Santucci M A, Anklesaria P, Laneuville P, Das I J, Sakakeeny M A, FitzGerald T J, Greenberger J S
Department of Radiation Oncology, University of Massachusetts Medical Center, Worcester 01655.
Int J Radiat Oncol Biol Phys. 1993 Aug 1;26(5):831-6. doi: 10.1016/0360-3016(93)90498-k.
The cytogenetic finding of the Ph1+ chromosome and its molecular biologic marker bcr/abl gene rearrangement in cells from patients with chronic myeloid leukemia are associated with a proliferative advantage of the Ph1+ clone in vivo. Although the transition to the acute terminal phase or blastic crisis is often associated with additional cytogenetic abnormalities, the molecular events which correlate the initial cytogenetic lesion with the terminal phase are poorly understood. Defective cellular DNA repair capacity is often associated with chromosomal instability, increased mutation frequency, and biologic alterations.

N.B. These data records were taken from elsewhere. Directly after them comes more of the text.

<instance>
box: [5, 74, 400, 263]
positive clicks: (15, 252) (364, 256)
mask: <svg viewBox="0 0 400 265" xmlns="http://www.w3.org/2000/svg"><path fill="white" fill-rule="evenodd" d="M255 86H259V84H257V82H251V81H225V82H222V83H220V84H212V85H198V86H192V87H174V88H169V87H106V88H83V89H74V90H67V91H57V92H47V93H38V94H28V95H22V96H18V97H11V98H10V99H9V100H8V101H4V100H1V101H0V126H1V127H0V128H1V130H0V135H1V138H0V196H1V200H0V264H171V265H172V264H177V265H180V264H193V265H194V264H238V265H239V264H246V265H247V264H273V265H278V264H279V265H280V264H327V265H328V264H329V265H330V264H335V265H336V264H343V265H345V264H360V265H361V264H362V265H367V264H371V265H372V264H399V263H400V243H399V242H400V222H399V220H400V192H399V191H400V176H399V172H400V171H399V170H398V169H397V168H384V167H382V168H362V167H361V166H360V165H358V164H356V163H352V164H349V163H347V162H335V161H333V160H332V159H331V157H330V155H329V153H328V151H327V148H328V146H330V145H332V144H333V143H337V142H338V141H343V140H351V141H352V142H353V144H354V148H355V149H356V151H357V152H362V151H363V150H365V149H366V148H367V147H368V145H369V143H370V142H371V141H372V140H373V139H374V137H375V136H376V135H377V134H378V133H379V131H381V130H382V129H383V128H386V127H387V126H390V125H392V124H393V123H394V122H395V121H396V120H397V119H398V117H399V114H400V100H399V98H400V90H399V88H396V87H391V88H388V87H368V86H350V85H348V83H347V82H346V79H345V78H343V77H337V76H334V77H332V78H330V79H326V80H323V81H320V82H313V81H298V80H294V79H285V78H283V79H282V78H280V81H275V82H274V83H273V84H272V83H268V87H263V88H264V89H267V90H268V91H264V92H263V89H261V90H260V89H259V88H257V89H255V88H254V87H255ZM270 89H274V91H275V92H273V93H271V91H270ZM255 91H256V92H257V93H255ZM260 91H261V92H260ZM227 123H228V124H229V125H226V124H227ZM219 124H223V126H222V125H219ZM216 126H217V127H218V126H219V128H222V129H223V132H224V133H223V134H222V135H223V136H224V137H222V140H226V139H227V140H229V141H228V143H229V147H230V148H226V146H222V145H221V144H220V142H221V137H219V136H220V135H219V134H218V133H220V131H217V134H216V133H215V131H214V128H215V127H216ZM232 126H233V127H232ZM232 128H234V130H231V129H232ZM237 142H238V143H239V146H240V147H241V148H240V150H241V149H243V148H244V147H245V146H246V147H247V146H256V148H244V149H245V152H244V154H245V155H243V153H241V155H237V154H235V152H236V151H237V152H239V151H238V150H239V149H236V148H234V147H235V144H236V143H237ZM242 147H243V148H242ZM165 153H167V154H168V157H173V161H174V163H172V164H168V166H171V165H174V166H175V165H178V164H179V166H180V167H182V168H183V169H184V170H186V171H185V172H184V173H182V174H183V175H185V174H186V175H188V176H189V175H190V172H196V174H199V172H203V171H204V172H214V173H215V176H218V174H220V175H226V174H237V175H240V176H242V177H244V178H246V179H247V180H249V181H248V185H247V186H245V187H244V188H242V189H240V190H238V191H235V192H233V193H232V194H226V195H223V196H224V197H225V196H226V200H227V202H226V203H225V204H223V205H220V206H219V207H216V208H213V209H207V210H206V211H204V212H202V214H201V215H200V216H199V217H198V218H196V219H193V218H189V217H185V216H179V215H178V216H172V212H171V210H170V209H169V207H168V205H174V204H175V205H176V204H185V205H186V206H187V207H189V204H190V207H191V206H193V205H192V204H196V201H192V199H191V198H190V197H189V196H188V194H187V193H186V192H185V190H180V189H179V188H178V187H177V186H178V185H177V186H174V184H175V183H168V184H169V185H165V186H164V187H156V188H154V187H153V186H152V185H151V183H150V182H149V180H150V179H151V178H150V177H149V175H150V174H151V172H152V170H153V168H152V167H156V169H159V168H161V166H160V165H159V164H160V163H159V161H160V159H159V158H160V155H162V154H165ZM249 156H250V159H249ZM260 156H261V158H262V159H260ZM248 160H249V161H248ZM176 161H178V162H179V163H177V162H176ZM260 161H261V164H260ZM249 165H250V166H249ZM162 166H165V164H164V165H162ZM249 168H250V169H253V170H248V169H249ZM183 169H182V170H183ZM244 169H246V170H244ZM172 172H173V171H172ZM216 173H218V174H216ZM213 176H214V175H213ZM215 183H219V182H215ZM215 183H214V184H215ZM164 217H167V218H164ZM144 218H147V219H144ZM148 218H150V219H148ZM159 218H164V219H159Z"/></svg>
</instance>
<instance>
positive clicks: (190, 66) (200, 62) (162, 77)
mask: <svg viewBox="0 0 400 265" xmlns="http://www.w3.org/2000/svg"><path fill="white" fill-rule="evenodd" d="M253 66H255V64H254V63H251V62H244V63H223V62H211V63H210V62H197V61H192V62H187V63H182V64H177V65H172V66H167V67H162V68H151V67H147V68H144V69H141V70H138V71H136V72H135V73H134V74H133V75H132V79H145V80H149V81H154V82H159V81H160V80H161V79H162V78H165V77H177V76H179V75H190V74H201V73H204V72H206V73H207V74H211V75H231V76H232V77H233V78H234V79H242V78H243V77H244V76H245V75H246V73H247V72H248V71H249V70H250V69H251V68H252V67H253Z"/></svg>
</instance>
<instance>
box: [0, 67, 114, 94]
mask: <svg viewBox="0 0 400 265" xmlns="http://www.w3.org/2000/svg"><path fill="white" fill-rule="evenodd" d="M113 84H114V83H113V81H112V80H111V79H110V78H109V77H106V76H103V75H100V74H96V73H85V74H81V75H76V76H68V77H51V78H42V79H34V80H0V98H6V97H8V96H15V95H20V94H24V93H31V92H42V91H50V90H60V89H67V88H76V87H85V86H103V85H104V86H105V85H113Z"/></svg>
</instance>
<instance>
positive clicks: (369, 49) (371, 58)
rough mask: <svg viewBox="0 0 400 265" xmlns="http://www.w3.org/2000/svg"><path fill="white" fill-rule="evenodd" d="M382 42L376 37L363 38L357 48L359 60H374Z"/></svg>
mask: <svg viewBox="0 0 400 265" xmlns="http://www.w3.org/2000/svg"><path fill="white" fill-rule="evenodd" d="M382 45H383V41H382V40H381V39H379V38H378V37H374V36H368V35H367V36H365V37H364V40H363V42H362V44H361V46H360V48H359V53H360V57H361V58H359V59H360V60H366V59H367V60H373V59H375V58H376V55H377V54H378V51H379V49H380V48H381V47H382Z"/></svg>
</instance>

We, therefore, tested whether the protein product of the bcr/abl translocation (p210) could alter DNA repair after gamma-irradiation of murine cell lines expressing the bcr/abl cDNA.
The 32D cl 3 parent, 32D cl 3 pYN (containing the control vector plasmid) and each of two sources of 32D cl 3 cells expressing p210 bcr/abl cDNA (32D-PC1 cell line and 32D-LG7 subclone) showed a D0 of 1.62, 1.57, 1.16, and 1.27 Gy, respectively. Thus, expression of the p210 bcr/abl product induced a significant (p < 0.05) increase in radiosensitivity at the clinically relevant radiation therapy dose-rate (1.16 Gy/min). The increased radiosensitivity of p210 bcr/abl expressing cells persisted if cells were held before plating in a density-inhibited state for 8 hr after gamma-irradiation, indicating little effect on the repair of potentially lethal gamma-irradiation damage. The IL-3 dependent parent 32D cl 3 cells demonstrated programmed cell death in the absence of growth factor or following gamma-irradiation to 200 cGy. Expression of bcr/abl cDNA in the 32D-PC1 and 32D-LG7 sub clones abrogated IL-3 requirement of these cell lines and inhibited gamma-irradiation induced programmed cell death.
These data suggest a role for bcr/abl p210 in amplifying gamma-irradiation DNA damage or broadly inhibiting DNA repair, conditions that may stimulate further cytogenetic alterations in hematopoietic cells.
慢性髓性白血病患者细胞中Ph1 +染色体的细胞遗传学发现及其分子生物学标志物bcr/abl基因重排与体内Ph1 +克隆的增殖优势相关。虽然向急性终末期或原始细胞危象的转变通常与额外的细胞遗传学异常有关,但将初始细胞遗传学病变与终末期相关联的分子事件却知之甚少。细胞DNA修复能力缺陷常与染色体不稳定、突变频率增加及生物学改变相关。
因此,我们检测了bcr/abl易位的蛋白产物(p210)是否能在表达bcr/abl cDNA的小鼠细胞系经γ射线照射后改变DNA修复。
32D cl 3亲本细胞、32D cl 3 pYN(含对照载体质粒)以及表达p210 bcr/abl cDNA的32D cl 3细胞的两个来源(32D-PC1细胞系和32D-LG7亚克隆)的D0分别为1.62、1.57、1.16和1.27 Gy。因此,在临床相关的放射治疗剂量率(1.16 Gy/min)下,p210 bcr/abl产物的表达诱导了放射敏感性显著(p < 0.05)增加。如果细胞在γ射线照射后以密度抑制状态培养8小时后再接种,表达p210 bcr/abl的细胞的放射敏感性增加仍然存在,这表明对潜在致死性γ射线损伤的修复影响很小。依赖白细胞介素-3的亲本32D cl 3细胞在缺乏生长因子或经200 cGyγ射线照射后表现出程序性细胞死亡。bcr/abl cDNA在32D-PC1和32D-LG7亚克隆中的表达消除了这些细胞系对白细胞介素-3的需求,并抑制了γ射线诱导的程序性细胞死亡。
这些数据表明bcr/abl p210在放大γ射线诱导的DNA损伤或广泛抑制DNA修复中起作用,这些情况可能刺激造血细胞发生进一步的细胞遗传学改变。